A law that criminalises ‘insults’ needs reforming for the sake of free speech, Deputy Prime Minister Nick Clegg has said.
His support for reforming Section 5 of the Public Order Act comes ahead of tomorrow’s expected debate about the matter in the House of Lords.
Section 5 outlaws “insulting” words or behaviour that may cause alarm or distress to a person.
It has led to a string of controversial arrests of peaceful and legitimate protestors.
Atheists, secularists and Christians have joined together in calling for the law to be reformed.
A spokesman for Nick Clegg said: “It is something that has support on all sides of the house.
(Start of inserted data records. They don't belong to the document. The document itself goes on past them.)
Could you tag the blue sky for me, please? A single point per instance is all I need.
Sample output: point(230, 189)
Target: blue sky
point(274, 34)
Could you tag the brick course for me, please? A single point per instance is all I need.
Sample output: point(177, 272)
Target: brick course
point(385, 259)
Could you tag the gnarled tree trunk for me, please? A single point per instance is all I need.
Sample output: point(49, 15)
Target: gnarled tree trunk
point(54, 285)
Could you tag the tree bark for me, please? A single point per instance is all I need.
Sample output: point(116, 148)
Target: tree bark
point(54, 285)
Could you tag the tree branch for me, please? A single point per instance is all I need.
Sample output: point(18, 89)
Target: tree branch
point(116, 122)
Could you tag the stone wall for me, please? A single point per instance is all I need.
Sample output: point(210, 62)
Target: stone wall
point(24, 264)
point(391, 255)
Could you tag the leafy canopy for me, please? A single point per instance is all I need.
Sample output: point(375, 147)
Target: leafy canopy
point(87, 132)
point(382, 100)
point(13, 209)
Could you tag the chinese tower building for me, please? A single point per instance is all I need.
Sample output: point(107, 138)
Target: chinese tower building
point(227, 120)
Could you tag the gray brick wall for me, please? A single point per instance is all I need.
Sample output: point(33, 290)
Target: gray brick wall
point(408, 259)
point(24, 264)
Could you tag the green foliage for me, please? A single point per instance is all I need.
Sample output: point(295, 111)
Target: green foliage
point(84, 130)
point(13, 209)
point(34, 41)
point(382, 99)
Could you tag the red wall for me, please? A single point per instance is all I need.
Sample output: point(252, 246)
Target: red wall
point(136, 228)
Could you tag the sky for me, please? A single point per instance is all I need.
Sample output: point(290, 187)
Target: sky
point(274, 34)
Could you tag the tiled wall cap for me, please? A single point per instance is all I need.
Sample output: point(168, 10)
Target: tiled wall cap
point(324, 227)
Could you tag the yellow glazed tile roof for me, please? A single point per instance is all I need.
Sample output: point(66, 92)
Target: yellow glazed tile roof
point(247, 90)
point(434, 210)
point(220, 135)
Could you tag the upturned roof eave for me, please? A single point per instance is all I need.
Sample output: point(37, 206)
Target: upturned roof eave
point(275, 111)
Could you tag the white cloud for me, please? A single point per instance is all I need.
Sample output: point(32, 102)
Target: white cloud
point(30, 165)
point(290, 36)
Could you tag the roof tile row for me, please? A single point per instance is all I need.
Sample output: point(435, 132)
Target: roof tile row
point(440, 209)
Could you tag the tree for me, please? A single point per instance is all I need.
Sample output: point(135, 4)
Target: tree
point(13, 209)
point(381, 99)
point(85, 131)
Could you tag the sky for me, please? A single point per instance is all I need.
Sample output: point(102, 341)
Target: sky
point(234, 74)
It would be a sensible move to repeal it.”
Tomorrow’s debate in the House of Lords will consider an amendment tabled by Lord Mawhinney, but a vote is not expected.
Lord Dear, a former HM inspector of constabulary, said: “Removing the word ‘insulting’ certainly does not leave police officers exposed.”
He added that there are “several other” options for police to use when charging people who were abusive or offensive.
If the word “insulting” is removed from Section 5, the same law would continue to criminalise “threatening” and “abusive” words or behaviour.
A spokesman from The Christian Institute said: “Christians have put their shoulder to the wheel alongside civil liberties groups, atheists, gay activists and others, to push for insults to be taken out of the scope of section 5 because they believe in freedom of speech.
“Section 5 is dangerously broad and, especially in today’s politically correct climate, is in desperate need of reform.”
And Keith Porteous Wood, Executive Director of the National Secular Society, commented: “Section 5 is the worst of both worlds. It potentially criminalises the comic or harmlessly absurd, but far worse creates a chilling effect over those speaking truth to power.
“We restrict freedom of expression at our peril; it is the bedrock of democracy.”